Les premiers pleurs s'étaient gelés dans la paupière,
Et, remplissant de l'œil la coupe tout entière,
L'avaient comme couvert d'un voile de cristal,

Et de l'âpre froidure encore que l'outrage
Eût comme d'un calus endurci mon visage
Déjà presque insensible à cet air glacial,

D'une brise pourtant je crus sentir l'atteinte :
— « Toute vapeur ici n'est-elle pas éteinte ?
Maître, dis-je, apprends-moi qui nous souffle ce vent ? »

Et le maître me dit : « Tantôt tu vas l'apprendre ;
Tes yeux te répondront où nous allons descendre,
Et toi-même en verras la cause en arrivant. »

Alors un affligé des glaces éternelles
Cria vers nous : O vous, ombres assez cruelles
Pour avoir cette place aux suprêmes douleurs,

De grâce, arrachez-moi le voile insurmontable,
Pour que j'épanche un peu la douleur qui m'accable
Avant que de nouveau gèlent mes tristes pleurs ! »

Je lui dis : « Si tu veux qu'à ton désir j'accède,
Apprends-moi ton histoire, et, si ma main ne t'aide,
Au fond de ce glacier je consens à plonger. »

Il répond : « Je suis frère Albéric; pour ma perte,
J'ai d'un mauvais jardin fait manger la desserte ;
Datte pour figue ici je paye mon verger. »

— « Quoi ! » dis-je,« es-tu donc mort, et quel est ce mystère ? »
Il repartit : « L'état de mon corps sur la terre
Est un secret qu'ici je n'ai pas apporté.

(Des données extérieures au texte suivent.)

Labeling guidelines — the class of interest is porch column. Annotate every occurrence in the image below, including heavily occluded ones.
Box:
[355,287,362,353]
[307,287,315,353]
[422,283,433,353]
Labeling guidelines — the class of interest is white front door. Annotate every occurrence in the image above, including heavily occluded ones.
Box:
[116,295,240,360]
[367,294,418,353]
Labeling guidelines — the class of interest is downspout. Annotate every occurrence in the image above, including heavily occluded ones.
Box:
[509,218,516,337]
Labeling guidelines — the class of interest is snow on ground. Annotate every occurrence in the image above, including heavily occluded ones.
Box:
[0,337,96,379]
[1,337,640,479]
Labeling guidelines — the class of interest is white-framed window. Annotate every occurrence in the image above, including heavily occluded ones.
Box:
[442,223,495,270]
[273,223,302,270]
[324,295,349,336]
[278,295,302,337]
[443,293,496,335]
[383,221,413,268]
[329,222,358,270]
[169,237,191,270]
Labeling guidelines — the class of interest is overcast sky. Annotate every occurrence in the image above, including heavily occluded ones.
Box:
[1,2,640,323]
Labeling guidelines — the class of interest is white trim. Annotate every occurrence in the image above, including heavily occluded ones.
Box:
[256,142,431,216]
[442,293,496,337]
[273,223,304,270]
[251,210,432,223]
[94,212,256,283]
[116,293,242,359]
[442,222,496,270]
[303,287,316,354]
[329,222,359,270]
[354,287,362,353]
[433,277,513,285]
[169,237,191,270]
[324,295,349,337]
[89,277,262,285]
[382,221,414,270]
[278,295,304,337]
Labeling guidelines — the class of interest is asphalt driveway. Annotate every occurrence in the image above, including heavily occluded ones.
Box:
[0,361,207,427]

C'est le lot de ce cercle appelé Ptolémée,
Que souvent l'âme y tombe à jamais abîmée
Bien avant que son corps y soit précipité.

Et pour que mieux ta main propice me soulage
De ce cristal de pleurs glacés sur mon visage,
Apprends que dès qu'une âme a sur terre trahi,

Ainsi que je l'ai fait, au corps dont il la chasse,
Un démon s'établit et gouverne à sa place
Jusqu'à ce que le cours de ses jours soit rempli.

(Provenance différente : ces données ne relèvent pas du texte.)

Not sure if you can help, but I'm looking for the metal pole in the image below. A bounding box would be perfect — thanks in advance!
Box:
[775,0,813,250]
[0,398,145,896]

L'âme tombe en ce puits glacé qui la dévore.
Et peut-être le corps là-haut se voit encore
De l'ombre qui grelotte ici derrière moi.

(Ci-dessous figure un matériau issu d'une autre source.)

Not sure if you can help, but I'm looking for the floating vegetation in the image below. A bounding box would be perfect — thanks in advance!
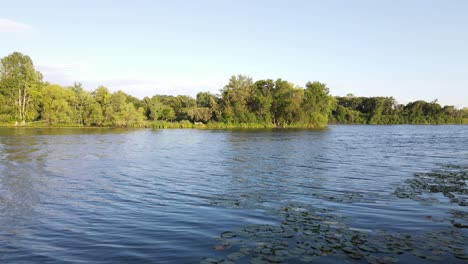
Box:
[395,165,468,206]
[202,205,468,264]
[201,166,468,264]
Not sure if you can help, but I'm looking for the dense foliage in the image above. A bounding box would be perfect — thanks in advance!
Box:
[330,94,468,124]
[0,52,468,128]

Si tu viens d'arriver, tu dois bien le connaître,
C'est messire d'Oria ; depuis longtemps, le traître
Est dans ces fers glacés serré comme tu vois. »

— « Je crois, » dis-je à l’esprit, « que de moi tu veux rire.
Car Branca d'Oria n'est pas mort : il respire,
Il mange, il boit, il dort, il revêt des habits. »

— « On n'avait pas encor vu venir Michel Sanche, »
Répliqua-t-il, « au bolge affreux de Male Branche
Où bout la poix tenace à l’entour des maudits,

Qu'un diable était entré dans son corps à sa place
Et dans le corps aussi d'un autre de sa race,
Qui fut traître en prêtant au traître son appui.

Ore ouvre mes yeux ; tends une main secourable ! »
Et moi je n'ouvris point les yeux du misérable ;
Je lui rendais hommage étant félon pour lui.

Ah ! Génois, le rebut du monde, race impure,
Tout souillés de forfaits, tout remplis d'imposture,
Comment n'êtes-vous pas au ban de l'univers ?

Avec le pire esprit de Romagne et de Rome,
Tel j'ai vu l'un de vous : par ainsi de cet homme
L’âme est baignée au Styx pour ses œuvres pervers,

Son corps semble en vie au-dessus des Enfers.